No dia anterior, Sigurdsson atacou duramente a federação na conferência de imprensa antes das meias-finais contra a Alemanha, referindo-se ao evento como um "circo" e classificando a organização do Europeu como uma "autêntica vergonha".
Introdução de quartos de final?
Segundo a EHF, os procedimentos têm sido sempre definidos com antecedência em colaboração com os organizadores, e já houve jornadas duplas em edições anteriores. No Europeu feminino de 2026, na Polónia, Roménia, República Checa, Eslováquia e Turquia, os dias de viagem e de jogo passarão a estar separados. No Europeu masculino de 2028, em Espanha, Portugal e Suíça, deixará de haver jogos em dias consecutivos.

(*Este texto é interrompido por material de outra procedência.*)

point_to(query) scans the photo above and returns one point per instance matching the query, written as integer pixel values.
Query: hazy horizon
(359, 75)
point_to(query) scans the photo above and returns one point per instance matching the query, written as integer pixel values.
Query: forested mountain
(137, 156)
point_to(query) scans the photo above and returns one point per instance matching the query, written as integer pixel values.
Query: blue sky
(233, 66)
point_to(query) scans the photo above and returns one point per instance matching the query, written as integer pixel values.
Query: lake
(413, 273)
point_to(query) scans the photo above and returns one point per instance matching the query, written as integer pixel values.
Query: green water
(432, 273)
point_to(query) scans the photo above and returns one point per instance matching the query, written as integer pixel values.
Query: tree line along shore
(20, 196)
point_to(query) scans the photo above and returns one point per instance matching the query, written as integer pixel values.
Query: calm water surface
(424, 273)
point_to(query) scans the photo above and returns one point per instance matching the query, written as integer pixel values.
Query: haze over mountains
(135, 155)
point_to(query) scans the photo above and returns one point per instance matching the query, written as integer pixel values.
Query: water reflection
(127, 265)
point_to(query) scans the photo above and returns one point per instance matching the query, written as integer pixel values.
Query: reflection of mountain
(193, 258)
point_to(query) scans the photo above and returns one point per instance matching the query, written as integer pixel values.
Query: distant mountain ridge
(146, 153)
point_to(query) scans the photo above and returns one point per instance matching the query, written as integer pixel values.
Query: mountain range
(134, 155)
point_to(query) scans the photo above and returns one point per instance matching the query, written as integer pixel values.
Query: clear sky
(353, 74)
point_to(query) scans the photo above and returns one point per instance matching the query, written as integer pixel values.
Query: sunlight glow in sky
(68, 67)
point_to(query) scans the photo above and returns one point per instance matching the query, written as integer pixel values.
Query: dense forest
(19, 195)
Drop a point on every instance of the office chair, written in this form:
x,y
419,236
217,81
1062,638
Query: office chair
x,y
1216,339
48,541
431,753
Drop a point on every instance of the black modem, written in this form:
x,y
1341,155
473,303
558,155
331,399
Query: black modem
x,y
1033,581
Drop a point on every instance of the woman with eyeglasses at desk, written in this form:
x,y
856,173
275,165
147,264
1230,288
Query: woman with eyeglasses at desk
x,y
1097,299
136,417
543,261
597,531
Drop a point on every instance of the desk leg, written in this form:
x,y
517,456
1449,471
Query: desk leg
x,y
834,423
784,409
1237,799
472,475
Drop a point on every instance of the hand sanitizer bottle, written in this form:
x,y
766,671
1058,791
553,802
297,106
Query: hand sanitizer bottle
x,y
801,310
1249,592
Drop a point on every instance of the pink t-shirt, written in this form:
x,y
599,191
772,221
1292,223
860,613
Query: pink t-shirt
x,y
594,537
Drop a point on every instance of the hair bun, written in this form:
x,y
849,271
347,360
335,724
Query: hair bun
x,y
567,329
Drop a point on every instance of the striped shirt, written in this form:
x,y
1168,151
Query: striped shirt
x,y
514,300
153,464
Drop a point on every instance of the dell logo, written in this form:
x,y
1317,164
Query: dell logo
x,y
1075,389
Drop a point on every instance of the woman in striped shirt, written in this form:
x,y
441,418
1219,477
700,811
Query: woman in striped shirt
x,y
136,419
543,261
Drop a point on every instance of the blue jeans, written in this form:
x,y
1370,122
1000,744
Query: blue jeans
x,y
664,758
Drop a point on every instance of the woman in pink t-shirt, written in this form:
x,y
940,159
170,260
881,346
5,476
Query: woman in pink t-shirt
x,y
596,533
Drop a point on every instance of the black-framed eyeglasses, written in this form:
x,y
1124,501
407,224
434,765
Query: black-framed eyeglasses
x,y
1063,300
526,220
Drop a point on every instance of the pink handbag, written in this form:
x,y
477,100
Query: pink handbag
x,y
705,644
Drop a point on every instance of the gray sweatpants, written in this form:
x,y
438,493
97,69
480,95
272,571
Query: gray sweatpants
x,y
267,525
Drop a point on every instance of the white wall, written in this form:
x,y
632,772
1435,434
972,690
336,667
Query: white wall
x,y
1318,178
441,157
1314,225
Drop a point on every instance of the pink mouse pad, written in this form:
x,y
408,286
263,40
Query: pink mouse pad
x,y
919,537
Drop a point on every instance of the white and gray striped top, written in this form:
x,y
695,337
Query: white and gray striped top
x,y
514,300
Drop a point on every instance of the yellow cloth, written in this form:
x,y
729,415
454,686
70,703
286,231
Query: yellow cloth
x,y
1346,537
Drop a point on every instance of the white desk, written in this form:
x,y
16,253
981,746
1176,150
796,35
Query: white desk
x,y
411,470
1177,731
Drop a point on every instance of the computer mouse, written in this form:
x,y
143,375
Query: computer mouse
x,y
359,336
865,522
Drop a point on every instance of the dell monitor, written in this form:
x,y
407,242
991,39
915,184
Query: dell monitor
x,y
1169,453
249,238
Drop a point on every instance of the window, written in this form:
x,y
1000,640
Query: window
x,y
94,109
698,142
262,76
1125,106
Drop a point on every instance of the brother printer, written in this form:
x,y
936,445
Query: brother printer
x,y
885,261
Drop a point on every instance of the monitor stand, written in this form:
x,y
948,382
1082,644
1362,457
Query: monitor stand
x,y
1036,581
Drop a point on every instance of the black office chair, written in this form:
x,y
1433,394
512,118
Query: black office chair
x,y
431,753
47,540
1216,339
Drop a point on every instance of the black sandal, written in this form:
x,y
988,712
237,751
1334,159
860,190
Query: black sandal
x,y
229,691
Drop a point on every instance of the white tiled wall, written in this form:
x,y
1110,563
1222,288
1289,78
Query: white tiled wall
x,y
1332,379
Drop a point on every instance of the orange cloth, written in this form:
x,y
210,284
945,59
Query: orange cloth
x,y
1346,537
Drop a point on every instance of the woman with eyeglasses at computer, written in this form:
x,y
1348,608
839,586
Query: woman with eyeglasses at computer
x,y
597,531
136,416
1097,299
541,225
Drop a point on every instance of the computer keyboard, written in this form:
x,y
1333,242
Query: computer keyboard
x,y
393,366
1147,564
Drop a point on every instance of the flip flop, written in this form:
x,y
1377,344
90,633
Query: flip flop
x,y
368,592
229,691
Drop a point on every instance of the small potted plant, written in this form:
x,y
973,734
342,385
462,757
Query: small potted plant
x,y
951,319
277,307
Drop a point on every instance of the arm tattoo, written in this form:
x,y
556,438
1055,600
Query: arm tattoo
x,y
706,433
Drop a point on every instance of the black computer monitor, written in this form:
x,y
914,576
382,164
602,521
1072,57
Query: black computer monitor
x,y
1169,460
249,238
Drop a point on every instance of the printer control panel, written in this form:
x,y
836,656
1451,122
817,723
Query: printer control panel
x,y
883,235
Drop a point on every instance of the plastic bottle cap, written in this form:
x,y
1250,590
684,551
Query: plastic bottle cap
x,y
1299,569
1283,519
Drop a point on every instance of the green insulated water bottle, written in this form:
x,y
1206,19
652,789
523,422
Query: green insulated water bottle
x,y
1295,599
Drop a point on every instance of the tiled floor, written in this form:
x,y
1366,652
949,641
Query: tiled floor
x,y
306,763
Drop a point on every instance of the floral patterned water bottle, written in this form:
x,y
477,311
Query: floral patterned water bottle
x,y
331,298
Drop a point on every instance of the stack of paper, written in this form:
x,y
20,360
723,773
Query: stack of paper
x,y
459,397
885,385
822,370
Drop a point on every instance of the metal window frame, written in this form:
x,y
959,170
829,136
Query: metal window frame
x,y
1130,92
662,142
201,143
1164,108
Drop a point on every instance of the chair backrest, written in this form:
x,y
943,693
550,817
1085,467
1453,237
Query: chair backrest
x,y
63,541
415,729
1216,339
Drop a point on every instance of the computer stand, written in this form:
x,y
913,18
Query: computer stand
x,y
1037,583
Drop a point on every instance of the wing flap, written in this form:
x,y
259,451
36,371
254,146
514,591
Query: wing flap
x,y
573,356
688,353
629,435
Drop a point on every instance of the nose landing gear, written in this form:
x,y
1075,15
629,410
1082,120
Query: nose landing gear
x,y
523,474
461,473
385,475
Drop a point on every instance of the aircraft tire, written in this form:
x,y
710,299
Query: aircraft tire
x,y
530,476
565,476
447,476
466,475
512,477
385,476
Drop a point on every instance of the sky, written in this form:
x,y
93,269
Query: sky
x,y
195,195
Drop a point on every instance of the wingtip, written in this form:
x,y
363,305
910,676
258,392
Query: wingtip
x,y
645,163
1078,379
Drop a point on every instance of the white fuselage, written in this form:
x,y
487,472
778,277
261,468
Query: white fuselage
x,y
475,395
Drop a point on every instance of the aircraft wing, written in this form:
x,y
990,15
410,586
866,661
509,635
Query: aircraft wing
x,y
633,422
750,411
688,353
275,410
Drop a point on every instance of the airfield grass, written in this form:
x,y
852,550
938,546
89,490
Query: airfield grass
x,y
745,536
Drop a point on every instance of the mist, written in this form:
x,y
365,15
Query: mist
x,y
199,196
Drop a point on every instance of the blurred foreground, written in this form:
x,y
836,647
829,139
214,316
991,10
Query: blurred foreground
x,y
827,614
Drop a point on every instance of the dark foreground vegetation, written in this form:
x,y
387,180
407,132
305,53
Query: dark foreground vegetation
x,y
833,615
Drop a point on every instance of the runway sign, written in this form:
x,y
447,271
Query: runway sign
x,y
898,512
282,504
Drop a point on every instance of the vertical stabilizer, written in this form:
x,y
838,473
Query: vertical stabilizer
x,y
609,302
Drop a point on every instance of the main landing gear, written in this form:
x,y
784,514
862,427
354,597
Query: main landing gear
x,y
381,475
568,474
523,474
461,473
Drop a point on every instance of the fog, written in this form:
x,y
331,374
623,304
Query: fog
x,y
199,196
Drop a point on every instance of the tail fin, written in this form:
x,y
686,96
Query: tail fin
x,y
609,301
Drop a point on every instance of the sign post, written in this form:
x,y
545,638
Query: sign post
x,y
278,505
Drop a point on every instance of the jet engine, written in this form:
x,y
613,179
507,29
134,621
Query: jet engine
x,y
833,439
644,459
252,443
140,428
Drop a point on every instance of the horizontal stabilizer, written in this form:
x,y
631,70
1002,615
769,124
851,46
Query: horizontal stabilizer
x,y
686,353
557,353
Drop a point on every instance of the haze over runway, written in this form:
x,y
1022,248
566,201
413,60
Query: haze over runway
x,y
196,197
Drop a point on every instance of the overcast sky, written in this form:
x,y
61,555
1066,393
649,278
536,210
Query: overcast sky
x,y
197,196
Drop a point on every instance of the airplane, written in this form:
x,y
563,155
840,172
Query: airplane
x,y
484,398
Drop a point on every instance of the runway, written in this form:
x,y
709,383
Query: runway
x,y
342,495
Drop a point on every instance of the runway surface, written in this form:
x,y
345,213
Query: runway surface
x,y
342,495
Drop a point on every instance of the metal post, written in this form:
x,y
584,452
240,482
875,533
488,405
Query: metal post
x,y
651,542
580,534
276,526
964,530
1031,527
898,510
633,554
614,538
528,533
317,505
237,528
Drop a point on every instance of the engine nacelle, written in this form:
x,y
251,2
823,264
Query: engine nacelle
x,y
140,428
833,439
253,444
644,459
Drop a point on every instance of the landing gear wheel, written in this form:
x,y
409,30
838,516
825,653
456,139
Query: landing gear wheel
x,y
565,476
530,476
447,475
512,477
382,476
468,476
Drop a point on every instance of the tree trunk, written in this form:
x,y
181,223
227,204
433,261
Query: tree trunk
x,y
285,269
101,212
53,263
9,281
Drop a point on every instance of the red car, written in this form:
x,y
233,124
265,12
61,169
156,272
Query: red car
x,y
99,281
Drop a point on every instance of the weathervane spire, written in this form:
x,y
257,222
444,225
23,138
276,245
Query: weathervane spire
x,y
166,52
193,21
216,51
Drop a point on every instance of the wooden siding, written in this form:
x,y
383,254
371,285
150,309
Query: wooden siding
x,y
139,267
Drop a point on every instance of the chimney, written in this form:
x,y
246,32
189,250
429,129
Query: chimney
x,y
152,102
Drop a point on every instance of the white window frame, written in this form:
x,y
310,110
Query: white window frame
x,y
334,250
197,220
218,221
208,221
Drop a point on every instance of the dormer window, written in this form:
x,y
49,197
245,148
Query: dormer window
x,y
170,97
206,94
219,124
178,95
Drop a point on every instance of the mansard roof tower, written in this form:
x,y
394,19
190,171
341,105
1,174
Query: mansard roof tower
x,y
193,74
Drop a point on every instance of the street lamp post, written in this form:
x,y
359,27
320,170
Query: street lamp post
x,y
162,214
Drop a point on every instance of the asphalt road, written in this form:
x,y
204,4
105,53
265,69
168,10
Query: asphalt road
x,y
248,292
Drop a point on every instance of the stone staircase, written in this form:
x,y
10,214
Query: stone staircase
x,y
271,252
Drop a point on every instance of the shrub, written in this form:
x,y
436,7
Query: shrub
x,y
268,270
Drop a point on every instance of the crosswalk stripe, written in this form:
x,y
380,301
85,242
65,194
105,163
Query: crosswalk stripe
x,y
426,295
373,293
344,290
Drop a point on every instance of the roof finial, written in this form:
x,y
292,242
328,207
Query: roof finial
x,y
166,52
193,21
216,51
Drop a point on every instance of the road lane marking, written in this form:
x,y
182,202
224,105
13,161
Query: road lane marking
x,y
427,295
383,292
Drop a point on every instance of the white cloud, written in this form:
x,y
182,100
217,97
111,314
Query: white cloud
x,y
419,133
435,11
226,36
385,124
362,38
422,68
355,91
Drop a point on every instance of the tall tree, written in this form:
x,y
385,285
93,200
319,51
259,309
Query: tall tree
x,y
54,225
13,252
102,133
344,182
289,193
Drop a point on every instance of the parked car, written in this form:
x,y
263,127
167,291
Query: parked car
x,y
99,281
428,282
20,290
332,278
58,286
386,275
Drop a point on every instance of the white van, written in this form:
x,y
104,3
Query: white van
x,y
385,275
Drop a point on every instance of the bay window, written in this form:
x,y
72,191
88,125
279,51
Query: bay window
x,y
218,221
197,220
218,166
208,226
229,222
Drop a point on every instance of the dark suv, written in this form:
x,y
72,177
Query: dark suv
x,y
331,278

Além disso, decorrem negociações para introduzir os quartos de final a partir do Europeu feminino de 2028, na Escandinávia. Com esta alteração, cada equipa continuará a disputar nove jogos, mas entre cada partida haverá sempre pelo menos um dia de descanso.
Sigurdsson fez na quinta-feira um discurso inédito e de quase três minutos no pódio. Num monólogo inflamado, comparou a EHF a uma cadeia de fast-food, que apenas vende, sem assumir qualquer responsabilidade pelos jogadores ou pelas equipas.
A sua equipa foi obrigada a jogar em dois dias seguidos e, após o fim da ronda principal em Malmo, na Suécia, realizou uma viagem de autocarro de cerca de quatro horas, percorrendo 340 quilómetros até ao local da final, Herning. Depois de dois jogos em 22 horas, os jogadores foram, segundo Sigurdsson, "como frangos congelados" colocados no autocarro.